During the fall 2005 semester, Brooker enrolled in a required Social Work class where the defendant, Frank Kauffman, was the professor. In the course of the semester, Kauffman assigned the class to engage in a semester-long social work advocacy project. The class formed small groups and chose their own projects. Brooker’s group chose homelessness as their subject. Later in the semester, Kauffman brought in a speaker with the homosexual advocate group, PROMO. After listening to the speaker, Kauffman chose to throw out all existing advocacy projects and assigned the class to work together on a project in favor of homosexual foster homes and adoption.
According to the verified complaint filed with the Southern Division of the Western District of Missouri, United States District Court, Kauffman proceeded to inform the class that “the class would learn about homosexual foster homes and adoption issues, attend a town hall meeting discussing the issue, write a reaction paper, and then, as a class, write a letter advocating in favor of homosexual adoption to the State of Missouri Legislature.” In order to complete the project, each student must individually sign the letter.

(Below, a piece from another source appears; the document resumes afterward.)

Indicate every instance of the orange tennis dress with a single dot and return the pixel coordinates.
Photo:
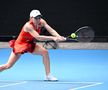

Brooker complied with the project’s demands and completed the stated work, but felt that signing the letter went against her Christian beliefs. After a meeting with Professor Kaufman, Brooker was allowed to complete an alternate project.
On Dec 9, 2005, approximately one month after completing the project, Brooker received a phone call stating that a level-three grievance had been brought against her asserting that she had violated the School of Social Work’s Standards of Essential Functioning in Social Work Education (SEF). A level-three grievance is the highest violation that an individual can bring against the student.
Brooker was informed that she had violated three of the SEF’s standards: Diversity, Interpersonal Skills, and Professional Behavior. According the SEF’s individual policies, each student enrolled in the Social Work Program must possess these standards according to their school level in the program.
According to the standards, Diversity insists that “the social work student must appreciate the value of human diversity. In an appropriate manner, the student must work with all persons in need of assistance, regardless of the person’s economic or social status, race, color, gender, creed, sexual orientation, political orientation, disability, veteran’s status, age, marital status or parental status. Social work students must not impose their own personal, religious, sexual, or cultural values on their clients.”
Intrapersonal Skills concludes that the student “must demonstrate the interpersonal skills needed to relate effectively to individuals from all components of the program. These skills include compassion, altruism, integrity, and the demonstration of respect for and consideration of others.”
Brooker was also accused of not exhibiting Professional Behavior in the classroom. SEF defines this as “The social work student must behave professionally by knowing and practicing within the scope of social work, respecting others, being dependable (including being punctual), prioritizing responsibilities, and completing assignments on time.”
On Dec. 16, 2005, Brooker attended a hearing where specific issues were supposed to be discussed in relation to the accusations brought against her. The panel, consisting of the faculty of the School of Social Work, interrogated Brooker for two and a half hours relating to her “discriminatory conduct” on her refusal to sign the homosexual adoption advocacy letter.
During the hearing, the faculty members allegedly attacked Brooker’s Christian beliefs by asking questions such as “Do you think gays and lesbians are sinners?” and “Do you think I am a sinner?”
A formal complaint was filed by Brooker on Sept. 17, 2006. Attorneys with the Alliance Defense Fund (ADF) also filed a complaint on Oct. 30, 2006. The ADF is an organization whose purpose is to be “a legal alliance defending the right to hear and speak the truth through strategy, training, funding, and litigation.” ADF’s Center for Academic Freedom aggressively defends religious freedom at America’s public universities.